Chapter 6. Focusing on Community: Photovoice, Local Action, and Global Public Engagement
Gregory P. Spira
Gregory P. Spira is passionate about using participatory media to amplifying the voices of marginalized communities. He aims to ensure their insights shape the programs delivered to them by international development organizations. He has brought his drive to Participatory Monitoring and Evaluation and Communication for Development projects in Africa and North and South America. Previously, as a communication consultant in Canada he specialized in using participatory communication methods to increase public engagement and realize social change. He holds an MA in Professional Communication from Royal Roads University where he received the Governor General’s Gold Medal for his thesis research, on which this chapter is based. He has also authored articles in newspapers, magazines, and academic journals (both in English and in Spanish) dealing with international development-related issues.
People often say that a picture is worth a thousand words. However, in Chaicuriri—a small community located at 14,000 feet elevation in the Bolivian Andes—the photographic image was not meant to replace words. The photographs taken there were never intended to somehow stand on their own and tell the tale of a community. Instead their real usefulness was in the verbal descriptions of photographs taken, oral explanations, and critical discussions that flowed from the sharing of each image. Using a community-based research method known as “photovoice” (Wang & Burris, 1997), 92 percent of Chaicuriri’s residents over age nine took more than 2,000 photographs and, through them, spent dozens of hours discussing community development priorities. Their photographs, whether shared in a schoolroom in the Bolivian highlands or in a downtown Vancouver coffee shop, generated thousands of words.

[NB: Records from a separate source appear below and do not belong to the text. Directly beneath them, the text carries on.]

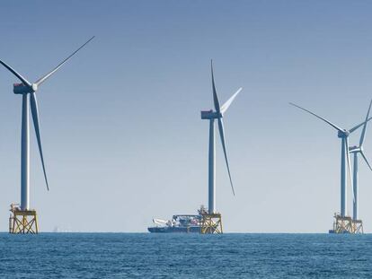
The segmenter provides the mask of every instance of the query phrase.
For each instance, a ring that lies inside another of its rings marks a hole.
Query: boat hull
[[[148,227],[148,231],[158,233],[200,233],[199,226],[190,227]]]

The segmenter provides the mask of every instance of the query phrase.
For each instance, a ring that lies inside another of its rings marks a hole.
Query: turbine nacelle
[[[348,137],[350,135],[350,132],[349,132],[345,129],[337,131],[337,136],[340,137],[340,138]]]
[[[363,152],[363,147],[359,147],[359,146],[356,146],[356,145],[354,145],[354,146],[350,146],[349,147],[349,152],[350,153],[359,153],[359,152]]]
[[[35,87],[34,87],[35,85]],[[32,84],[31,87],[23,83],[13,83],[13,92],[14,94],[27,94],[32,93],[38,90],[38,86],[36,84]]]
[[[217,119],[222,118],[222,113],[213,111],[212,109],[201,111],[201,119]]]

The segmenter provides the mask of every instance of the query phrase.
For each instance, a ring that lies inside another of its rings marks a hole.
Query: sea
[[[372,235],[0,233],[0,278],[372,278]]]

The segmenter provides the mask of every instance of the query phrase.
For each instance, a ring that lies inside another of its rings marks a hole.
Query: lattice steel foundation
[[[32,233],[39,232],[36,210],[21,210],[11,205],[9,216],[9,233]]]
[[[200,233],[223,233],[220,214],[203,214],[202,216]]]
[[[341,216],[334,214],[333,229],[330,233],[363,233],[363,222],[352,220],[350,216]]]

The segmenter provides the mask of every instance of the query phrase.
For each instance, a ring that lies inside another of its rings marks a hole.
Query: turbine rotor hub
[[[35,92],[38,90],[38,84],[32,83],[32,90]]]

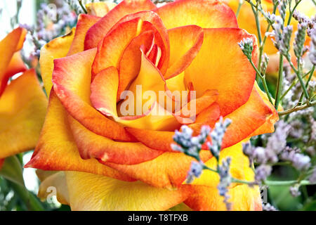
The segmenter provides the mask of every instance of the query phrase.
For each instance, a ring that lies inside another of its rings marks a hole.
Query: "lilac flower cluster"
[[[220,165],[219,155],[223,138],[227,127],[230,123],[231,120],[230,119],[223,120],[223,117],[220,117],[219,122],[215,124],[215,127],[211,133],[211,129],[209,126],[203,126],[201,129],[200,134],[197,136],[192,136],[193,131],[189,127],[183,125],[181,131],[176,130],[173,136],[173,141],[177,144],[171,144],[171,148],[173,150],[184,153],[185,155],[197,160],[197,161],[193,161],[191,164],[191,167],[187,176],[187,182],[191,183],[195,178],[199,177],[202,170],[204,169],[216,172],[218,174],[220,183],[217,188],[220,195],[224,197],[224,202],[228,210],[231,208],[231,204],[228,202],[230,196],[228,194],[228,188],[232,181],[232,177],[230,174],[231,159],[227,158]],[[212,143],[206,141],[208,136],[211,138]],[[199,158],[202,146],[205,142],[206,142],[209,150],[216,159],[216,170],[207,167]]]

The research and communication methods used show a fundamental respect for community-based research where both the process and results belong to and benefit the local communities involved. Within Chaicuriri, the primary objective of the Chaicuriri Through the Lens photovoice project lay in supporting the efforts of residents drafting their own locally-relevant blueprint for community development. Conducting this kind of community-wide participatory needs assessment (or Participatory Rural Appraisal—PRA) means getting local actors to actively participate in identifying issues of concern to them and to come up with locally inspired solutions. Focusing attention initially on the photographs helped further popularize this participatory research process and involve often-excluded groups of women and children as community planners.
Further popularizing the research, the Chaicuriri Through the Lens photovoice project also sought to take local understandings and concerns to wider audiences. This process began within the community itself through exhibitions. It continued by targeting specific audiences of NGO leaders and youth and social activists in Canada, the United States, and Latin America who attended multimedia presentations and discussion groups exploring both the issues and how to promote the inclusion and participation of diverse groups of people in shaping community development projects.